I have a close friend that doesn’t believe in a god. He, like many of our contemporaries, thinks that to believe in God is to believe in a god. And so then it is more of a game of pick and choose. Evidentally most people do this based on culture and preference. They chose a god and it serves a purpose.
Maybe it helps them think everything happens for a reason so that they can be comforted by fatalism. Maybe it is a god that conveniently indulges their infidelities or justifies their violence or predjudice. Or maybe it is a god they don’t even know they worship, a god like Eros in a new disguise at the desk-altar of porn.
Whatever it is people choose a god and it works for them. And it is great but the catch is that you have to be dumb enough to do this. But, if you are smart you are kinda screwed because you realize that’s a fiction. So then in your rejection of gods and other fictions you aren’t left with much.
This can be pretty bleak because then you become the god, your fancies do, your reason does, your self does. Your understanding is your god at this point and transcendence is at best a brain state brought about by practices or ideas that your contrive. Your god is a closed loop within your own subjectivity. And this is seen as much more enlightened than the worship of Zeus. Clearly Zeus had greater explanatory power than a human subject!
But we were not wrong in rejecting Zeus, nor are we wrong in rejecting human subjectivity as gods. In fact we weren’t wrong in rejecting gods period. Because gods are not what monotheists worship. In fact to be a monotheist is to engage in a path of progressive purification of the gods and gods as such. It is a path that rejects every god. In that sense it is quite similar to atheism.

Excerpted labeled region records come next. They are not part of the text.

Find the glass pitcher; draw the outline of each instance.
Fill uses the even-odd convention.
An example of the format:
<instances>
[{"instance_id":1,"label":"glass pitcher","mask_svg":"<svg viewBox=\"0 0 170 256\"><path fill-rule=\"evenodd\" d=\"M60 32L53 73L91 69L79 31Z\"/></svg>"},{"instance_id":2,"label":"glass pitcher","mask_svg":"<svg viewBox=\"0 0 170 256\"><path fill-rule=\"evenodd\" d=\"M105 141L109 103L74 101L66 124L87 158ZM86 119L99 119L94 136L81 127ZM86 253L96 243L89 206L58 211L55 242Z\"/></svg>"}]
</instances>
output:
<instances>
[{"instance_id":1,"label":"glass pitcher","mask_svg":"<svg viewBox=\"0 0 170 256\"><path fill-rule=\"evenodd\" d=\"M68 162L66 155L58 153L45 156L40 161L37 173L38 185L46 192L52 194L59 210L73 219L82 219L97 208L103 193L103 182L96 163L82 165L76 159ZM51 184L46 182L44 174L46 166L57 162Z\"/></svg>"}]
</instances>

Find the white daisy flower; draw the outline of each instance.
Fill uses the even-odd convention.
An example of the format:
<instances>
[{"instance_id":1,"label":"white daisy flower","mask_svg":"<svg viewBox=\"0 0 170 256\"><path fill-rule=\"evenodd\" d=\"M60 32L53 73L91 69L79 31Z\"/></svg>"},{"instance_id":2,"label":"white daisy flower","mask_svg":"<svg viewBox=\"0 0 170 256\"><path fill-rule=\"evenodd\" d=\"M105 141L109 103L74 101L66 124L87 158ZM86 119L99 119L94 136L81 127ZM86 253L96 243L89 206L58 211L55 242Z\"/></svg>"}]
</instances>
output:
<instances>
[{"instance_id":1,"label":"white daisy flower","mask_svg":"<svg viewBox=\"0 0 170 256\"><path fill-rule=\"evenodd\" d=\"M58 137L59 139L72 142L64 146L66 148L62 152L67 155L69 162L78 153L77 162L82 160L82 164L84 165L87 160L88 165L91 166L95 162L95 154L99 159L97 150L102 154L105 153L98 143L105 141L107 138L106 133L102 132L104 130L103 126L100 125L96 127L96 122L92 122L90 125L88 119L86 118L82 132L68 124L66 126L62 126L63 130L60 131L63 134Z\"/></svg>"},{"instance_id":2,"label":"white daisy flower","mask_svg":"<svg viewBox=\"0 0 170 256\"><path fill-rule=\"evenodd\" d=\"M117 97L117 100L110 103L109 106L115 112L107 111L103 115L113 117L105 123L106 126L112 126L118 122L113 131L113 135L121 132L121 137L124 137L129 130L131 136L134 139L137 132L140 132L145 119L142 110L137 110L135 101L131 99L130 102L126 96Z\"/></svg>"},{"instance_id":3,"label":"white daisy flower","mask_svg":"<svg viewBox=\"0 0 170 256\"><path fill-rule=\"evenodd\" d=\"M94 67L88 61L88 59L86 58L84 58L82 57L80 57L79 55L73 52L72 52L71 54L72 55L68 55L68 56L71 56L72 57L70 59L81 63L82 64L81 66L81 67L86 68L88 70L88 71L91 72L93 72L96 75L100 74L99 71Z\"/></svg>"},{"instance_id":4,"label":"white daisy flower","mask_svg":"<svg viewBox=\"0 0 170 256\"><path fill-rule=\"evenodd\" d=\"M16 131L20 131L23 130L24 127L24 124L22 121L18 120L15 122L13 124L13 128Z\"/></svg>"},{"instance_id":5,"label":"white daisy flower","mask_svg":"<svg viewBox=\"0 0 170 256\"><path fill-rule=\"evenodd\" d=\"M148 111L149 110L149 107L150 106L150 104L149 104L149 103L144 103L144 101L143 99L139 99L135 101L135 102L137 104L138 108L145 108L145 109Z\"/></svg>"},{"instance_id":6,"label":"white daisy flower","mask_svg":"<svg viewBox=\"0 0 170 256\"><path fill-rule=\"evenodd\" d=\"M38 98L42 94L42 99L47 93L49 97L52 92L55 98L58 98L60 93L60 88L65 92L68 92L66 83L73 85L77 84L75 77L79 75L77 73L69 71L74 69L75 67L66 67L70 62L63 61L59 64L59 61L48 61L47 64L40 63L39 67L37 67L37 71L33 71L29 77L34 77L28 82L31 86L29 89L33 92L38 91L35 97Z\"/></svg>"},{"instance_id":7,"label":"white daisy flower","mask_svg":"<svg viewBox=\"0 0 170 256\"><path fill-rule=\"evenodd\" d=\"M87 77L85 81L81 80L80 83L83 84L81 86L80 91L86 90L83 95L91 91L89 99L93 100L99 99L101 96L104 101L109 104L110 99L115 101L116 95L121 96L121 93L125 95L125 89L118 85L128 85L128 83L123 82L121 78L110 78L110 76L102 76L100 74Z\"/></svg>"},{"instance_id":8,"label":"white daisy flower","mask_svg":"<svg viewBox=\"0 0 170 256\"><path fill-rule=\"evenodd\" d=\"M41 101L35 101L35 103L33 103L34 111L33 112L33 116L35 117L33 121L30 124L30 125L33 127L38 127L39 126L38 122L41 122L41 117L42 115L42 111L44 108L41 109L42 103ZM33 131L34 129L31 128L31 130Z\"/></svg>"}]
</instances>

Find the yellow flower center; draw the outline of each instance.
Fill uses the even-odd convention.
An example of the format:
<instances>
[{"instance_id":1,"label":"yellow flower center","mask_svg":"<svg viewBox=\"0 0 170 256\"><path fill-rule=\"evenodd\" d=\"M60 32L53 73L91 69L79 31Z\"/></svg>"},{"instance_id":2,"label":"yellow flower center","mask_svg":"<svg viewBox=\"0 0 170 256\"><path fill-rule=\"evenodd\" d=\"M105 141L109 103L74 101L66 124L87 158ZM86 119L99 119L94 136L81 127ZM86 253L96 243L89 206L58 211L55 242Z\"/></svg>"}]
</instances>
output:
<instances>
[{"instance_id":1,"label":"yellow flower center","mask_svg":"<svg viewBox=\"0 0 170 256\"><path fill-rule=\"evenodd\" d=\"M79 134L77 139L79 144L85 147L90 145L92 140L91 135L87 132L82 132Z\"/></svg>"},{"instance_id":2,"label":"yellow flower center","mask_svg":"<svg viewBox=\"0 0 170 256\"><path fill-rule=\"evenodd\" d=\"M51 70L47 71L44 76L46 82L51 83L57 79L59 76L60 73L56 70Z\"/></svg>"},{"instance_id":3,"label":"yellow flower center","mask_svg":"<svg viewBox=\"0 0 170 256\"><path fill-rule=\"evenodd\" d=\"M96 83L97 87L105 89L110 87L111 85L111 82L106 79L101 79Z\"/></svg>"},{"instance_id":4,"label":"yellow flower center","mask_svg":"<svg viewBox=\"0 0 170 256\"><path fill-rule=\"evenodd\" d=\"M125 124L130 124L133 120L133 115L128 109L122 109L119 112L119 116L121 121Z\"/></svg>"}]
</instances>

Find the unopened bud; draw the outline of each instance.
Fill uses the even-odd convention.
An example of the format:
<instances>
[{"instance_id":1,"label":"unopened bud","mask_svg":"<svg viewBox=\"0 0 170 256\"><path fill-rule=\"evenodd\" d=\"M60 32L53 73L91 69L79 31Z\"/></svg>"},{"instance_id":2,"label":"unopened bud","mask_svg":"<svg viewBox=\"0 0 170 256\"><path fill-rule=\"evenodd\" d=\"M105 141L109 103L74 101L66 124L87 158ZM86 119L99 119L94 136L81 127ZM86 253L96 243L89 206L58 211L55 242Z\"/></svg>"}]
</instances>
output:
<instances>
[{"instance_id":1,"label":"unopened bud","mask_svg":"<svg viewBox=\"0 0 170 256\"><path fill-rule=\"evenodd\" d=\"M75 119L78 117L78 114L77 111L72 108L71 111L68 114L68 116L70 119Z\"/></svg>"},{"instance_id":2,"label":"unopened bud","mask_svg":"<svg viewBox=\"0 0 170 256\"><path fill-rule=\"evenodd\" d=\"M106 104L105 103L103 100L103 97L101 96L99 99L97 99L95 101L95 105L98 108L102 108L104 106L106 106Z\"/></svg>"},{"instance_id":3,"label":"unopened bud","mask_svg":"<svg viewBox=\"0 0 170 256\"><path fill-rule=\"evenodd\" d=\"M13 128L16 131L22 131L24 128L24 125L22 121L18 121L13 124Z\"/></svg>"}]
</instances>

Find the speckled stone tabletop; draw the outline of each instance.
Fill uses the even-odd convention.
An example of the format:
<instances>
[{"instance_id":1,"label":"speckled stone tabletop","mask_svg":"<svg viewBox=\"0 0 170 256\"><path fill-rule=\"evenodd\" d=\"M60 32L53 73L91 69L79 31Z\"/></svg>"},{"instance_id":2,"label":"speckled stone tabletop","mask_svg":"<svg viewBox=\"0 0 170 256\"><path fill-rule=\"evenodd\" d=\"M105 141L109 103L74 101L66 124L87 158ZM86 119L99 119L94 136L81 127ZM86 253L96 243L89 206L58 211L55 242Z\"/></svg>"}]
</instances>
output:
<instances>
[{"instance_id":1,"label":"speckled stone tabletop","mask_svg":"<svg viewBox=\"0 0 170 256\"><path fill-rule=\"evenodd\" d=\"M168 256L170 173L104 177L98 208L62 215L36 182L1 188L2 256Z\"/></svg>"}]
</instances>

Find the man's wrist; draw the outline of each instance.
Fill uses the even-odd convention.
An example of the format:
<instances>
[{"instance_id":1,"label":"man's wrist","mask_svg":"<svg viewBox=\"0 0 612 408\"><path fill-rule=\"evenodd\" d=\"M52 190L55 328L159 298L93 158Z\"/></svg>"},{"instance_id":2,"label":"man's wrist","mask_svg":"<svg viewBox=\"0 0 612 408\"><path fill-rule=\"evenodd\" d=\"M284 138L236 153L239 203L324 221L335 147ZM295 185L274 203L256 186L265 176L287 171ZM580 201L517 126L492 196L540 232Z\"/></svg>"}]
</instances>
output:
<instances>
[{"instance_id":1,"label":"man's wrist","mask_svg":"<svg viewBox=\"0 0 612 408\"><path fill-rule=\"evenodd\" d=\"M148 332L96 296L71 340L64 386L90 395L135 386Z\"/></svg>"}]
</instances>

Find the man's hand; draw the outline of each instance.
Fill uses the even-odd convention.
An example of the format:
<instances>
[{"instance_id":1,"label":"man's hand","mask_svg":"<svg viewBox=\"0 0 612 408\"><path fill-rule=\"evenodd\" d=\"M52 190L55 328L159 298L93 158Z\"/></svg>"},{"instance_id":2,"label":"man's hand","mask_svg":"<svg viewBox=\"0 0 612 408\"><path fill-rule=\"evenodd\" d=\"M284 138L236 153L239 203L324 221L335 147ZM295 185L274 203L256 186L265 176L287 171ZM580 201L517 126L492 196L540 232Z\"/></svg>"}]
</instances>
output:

But its rejection of every god is purposeful because it is not focused on a god or a being at all but rather the source of all being, being as such. God, as understood in monotheism, is not a god or a being, not even a supreme being. God doesn’t belong to a category of being rather God is that uncontingent creative ground from which beings that can be categorized are ultimately dependent. This fundamental reality doesn’t exist in time or space like gods do but rather is the fundamental cause of both time and space. This reality isn’t conceptual, in fact it can’t be conceived. To conceive it is to distort it. It is the origin and end of the totality of compounded or contingent realities.
It is the ground that when posited prevents the notion of an infinite regress of beings without there being being as such to give being to beings. It is the ground but it is also the end, the telos of the totality of all contingent reality.
This is not a god, no, not even a power, or a place, or state, or a change. Instead when we say God we are rejecting all of that. What we are affirming is that there is an immaterial ground and end to the entirety of everything that is. It is this divine reality which alone is worthy of worship truly because it transcends every conception, because it retires every god and every reality that falls infinitely short of it. It will always evade classification and be beyond conception, it will always be disfigured by our concepts. As soon as it becomes a god we have lost it entirely.
As the ground of all that is we say that it creates ex nihilo, that is, out of nothing. But, it is not nothing. But neither is it some thing. It is what creates the conditions for the possibility of thingness as such and requires no thing but its own selfsame reality to do this.
So, with my atheist friend, I don’t believe in a god or gods either. But, I believe the reality we commonly call God is the most reasonable explanation for being and beings as such. To believe in this understanding of God is a rejection of the gods. Pagans understand this.